May 31, 2009

You Cannot Be Serious!

If you can't remember the last time Rafael Nadal lost a match at the French Open, that's because he hasn't. Ever.

Since he first set foot on the red clay of Roland Garros in 2005 he's pulled together a record thirty-one straight victories and has become the only man to beat in Paris. A few weeks ago Justin Gimelstob tweeted:

"Rafa wins the French Open unless he breaks both ankles. If he breaks just one, he still wins."

Today, both ankles seemingly intact, he walked off the court in defeat at the hands of Robin Soderling.

That's right -- Robin Soderling. Not Roger Federer, not Andy Murray, not even Novak Djokovic was able to dethrone the king. But in a serious case of David slaying Goliath, the twenty-fifth ranked Swede notched his very first win over the world #1 in the grandest of styles.

Soderling delivered nine aces and sixty-one winners, nearly double that of Nadal and sailed to a 6-2 victory in the first set.
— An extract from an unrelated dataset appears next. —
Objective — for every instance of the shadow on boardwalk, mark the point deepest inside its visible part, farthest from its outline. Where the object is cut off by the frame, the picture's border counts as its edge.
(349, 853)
Though Rafa was able to come back in the second, he couldn't quite get his footing and dropped the next two sets.

Among other firsts, it was the only time he's ever lost a best-of-five match on clay.

Once I got over the initial shock -- okay, I'm still not over it -- I began to wonder if Rafa's early exit could open the door for Federer to finally take his first French Open title and ultimately surpass Pete Sampras in number of Grand Slam titles. But I think a lot of people are breathing a little easier now.
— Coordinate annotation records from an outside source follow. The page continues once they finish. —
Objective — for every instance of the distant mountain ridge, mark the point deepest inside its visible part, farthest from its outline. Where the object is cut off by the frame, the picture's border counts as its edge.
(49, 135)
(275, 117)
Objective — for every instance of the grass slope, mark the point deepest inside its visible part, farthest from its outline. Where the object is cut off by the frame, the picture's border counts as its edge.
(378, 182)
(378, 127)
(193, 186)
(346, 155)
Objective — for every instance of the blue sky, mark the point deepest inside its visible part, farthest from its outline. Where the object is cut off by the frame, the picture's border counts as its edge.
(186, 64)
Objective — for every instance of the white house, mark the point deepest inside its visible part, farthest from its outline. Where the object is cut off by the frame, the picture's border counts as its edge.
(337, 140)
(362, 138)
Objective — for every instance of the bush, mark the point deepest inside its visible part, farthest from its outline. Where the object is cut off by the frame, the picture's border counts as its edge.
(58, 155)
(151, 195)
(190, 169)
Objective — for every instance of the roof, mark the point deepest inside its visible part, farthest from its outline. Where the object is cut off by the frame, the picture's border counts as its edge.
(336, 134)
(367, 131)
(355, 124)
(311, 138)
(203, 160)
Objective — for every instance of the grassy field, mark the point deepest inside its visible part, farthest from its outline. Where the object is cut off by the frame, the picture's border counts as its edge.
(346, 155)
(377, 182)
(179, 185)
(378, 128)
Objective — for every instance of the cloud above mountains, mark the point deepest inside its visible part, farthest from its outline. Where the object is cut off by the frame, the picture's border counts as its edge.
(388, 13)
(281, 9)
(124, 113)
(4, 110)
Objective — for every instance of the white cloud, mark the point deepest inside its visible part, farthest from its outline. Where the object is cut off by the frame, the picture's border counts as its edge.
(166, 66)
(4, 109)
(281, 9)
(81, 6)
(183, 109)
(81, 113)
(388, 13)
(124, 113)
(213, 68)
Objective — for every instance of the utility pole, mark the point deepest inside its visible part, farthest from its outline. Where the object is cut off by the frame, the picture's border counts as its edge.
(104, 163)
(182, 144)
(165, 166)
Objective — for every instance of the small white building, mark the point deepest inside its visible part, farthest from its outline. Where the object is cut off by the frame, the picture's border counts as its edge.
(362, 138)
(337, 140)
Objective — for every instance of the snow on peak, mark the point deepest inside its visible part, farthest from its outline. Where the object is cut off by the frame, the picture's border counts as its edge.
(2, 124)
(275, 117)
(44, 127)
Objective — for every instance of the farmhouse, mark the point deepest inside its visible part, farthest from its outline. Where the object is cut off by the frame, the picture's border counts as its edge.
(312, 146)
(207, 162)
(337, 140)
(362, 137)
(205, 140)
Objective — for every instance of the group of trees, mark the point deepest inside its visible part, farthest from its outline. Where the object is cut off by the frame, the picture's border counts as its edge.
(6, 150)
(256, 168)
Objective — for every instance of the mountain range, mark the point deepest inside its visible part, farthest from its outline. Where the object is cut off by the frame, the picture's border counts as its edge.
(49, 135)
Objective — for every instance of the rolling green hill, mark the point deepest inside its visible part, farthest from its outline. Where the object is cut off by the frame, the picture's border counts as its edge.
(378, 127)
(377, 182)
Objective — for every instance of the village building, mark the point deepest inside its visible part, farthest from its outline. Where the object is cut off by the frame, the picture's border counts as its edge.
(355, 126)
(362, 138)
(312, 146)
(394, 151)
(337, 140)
Sure Roger is on something of a roll, having upset Rafa earlier this month in Madrid. But Nikolay Davydenko, who easily sent Fernando Verdasco packing, certainly has an easier road to the semifinals, and both Andy Murray and Juan Martin Del Potro must like their chances if they make it to the final now.

There is a bigger implication to Rafa's loss though -- maybe the men's bracket is not quite as immovable as we thought. Nadal has such a huge lead over other opponents that losing in Paris early won't really affect his place at the top -- in fact he's already qualified for the year-end championships based on the points he's racked up this year. But there had been so much talk about Federer's game beginning to fall apart this year and Rafa's seeming indestructibility -- now on all surfaces. I don't think this turn of events is a signal that the tides are turning back, but surely other players now think they have a chance to make their own run for the top.
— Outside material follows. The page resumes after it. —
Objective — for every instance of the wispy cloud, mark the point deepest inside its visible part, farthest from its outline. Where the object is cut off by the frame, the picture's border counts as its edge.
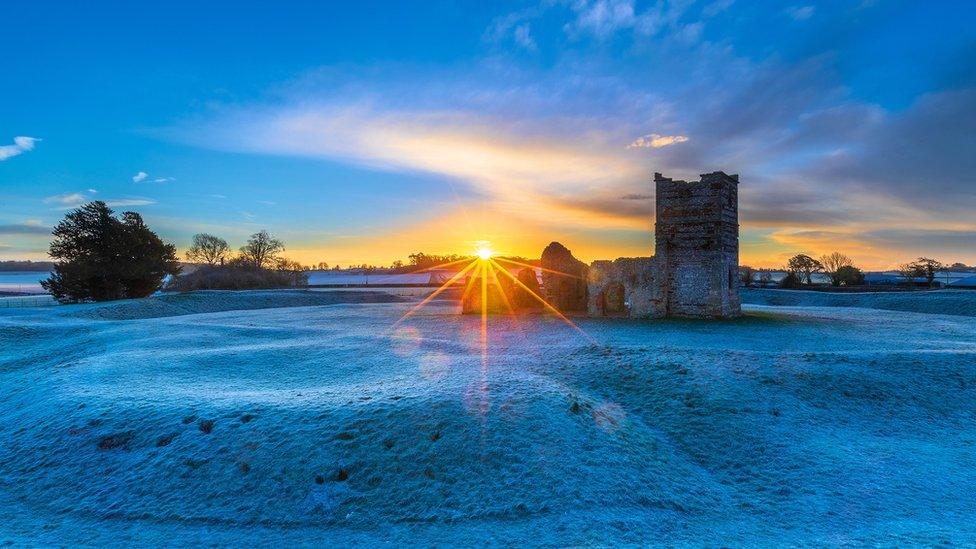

Incidentally it seemed to be a bad day for defending champs all around. Last year's women's titlist Ana Ivanovic also lost today, in straight sets to Victoria Azarenka who just earned her first Grand Slam quarterfinal. Though, to be honest, I'm surprised Ana made it this far at all -- other than a final apperance at Indian Wells, she hasn't been able to put together three straight wins at all this year. But some strong shots in earlier rounds makes the case that we shouldn't quite write her off just yet.

In any case, all is not lost -- it's only a few weeks before Wimbledon!

And good luck to all those left in Paris! It's gonna be a great fight!